SAM: Yeah. All right, well, I have a couple of comments. First of all, I just want to say that the idea of editing data to test to see if it’s bad is brilliant. I I’m already thinking I’m building a KPI around that because that that’s frankly a brilliant idea. And then it reminds me of a company that was early 2000s that they would monitor all the transactions that were happening in the company, and before it would then report it back to you to try to build automated workflows. And I’m thinking with the use of AI, that’s something that would be trivial now to do. You could certainly build LLM to monitor who’s putting in what transactions and actually automate and make suggestions for automation or actually make the automation. So I thought that was clever. And then the last thing, the last comment is, I work with a lot of financial service companies and they’re terrified of AI because they don’t know where their data is going and how it’s going to be processed. I so they’re the the trend in there is for for them to have their own private LLMs. Is that something you’re thinking about doing or already doing?

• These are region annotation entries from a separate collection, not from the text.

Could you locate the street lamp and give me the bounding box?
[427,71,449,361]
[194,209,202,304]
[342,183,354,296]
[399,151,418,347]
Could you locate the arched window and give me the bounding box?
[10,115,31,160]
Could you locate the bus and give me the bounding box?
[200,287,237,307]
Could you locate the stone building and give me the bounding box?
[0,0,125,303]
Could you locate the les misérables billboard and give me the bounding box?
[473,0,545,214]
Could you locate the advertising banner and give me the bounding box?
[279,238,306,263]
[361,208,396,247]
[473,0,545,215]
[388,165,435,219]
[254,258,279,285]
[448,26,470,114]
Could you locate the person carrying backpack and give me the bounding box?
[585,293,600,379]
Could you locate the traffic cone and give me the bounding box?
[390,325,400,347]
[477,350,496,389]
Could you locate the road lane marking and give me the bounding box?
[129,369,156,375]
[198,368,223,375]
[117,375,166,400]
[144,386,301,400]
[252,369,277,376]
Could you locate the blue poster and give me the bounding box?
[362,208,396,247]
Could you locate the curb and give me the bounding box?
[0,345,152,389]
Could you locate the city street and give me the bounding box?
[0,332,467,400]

ONE: What we have seen that they said they want their private LLM, but it just doesn’t work. Things just doesn’t move and one thing that we have done is that, okay, you want to bring your private LLM, that’s totally fine. You can put your API key, but you have to pay like $300,000 more or something like that. Then it would never go through or goes through. Like if it’s important enough, they would pay. We cannot do that yet. You can still fine tune and everything. One thing that work that they have their own contract with OpenAI or like Anthropic and they bring their API key from OpenAI and Anthropic, then it works.

STEVE: All right One, we’ll really appreciate your time today. This is, this is fascinating and wish you the best of luck as you continue to go to market with this very innovative CRM solution.

SAM: Yeah, really good job, very clever.

ONE: Thank you, Sam. Thank you, Steve. Really appreciate everything. And really happy to be here with, I had a great conversation with you guys.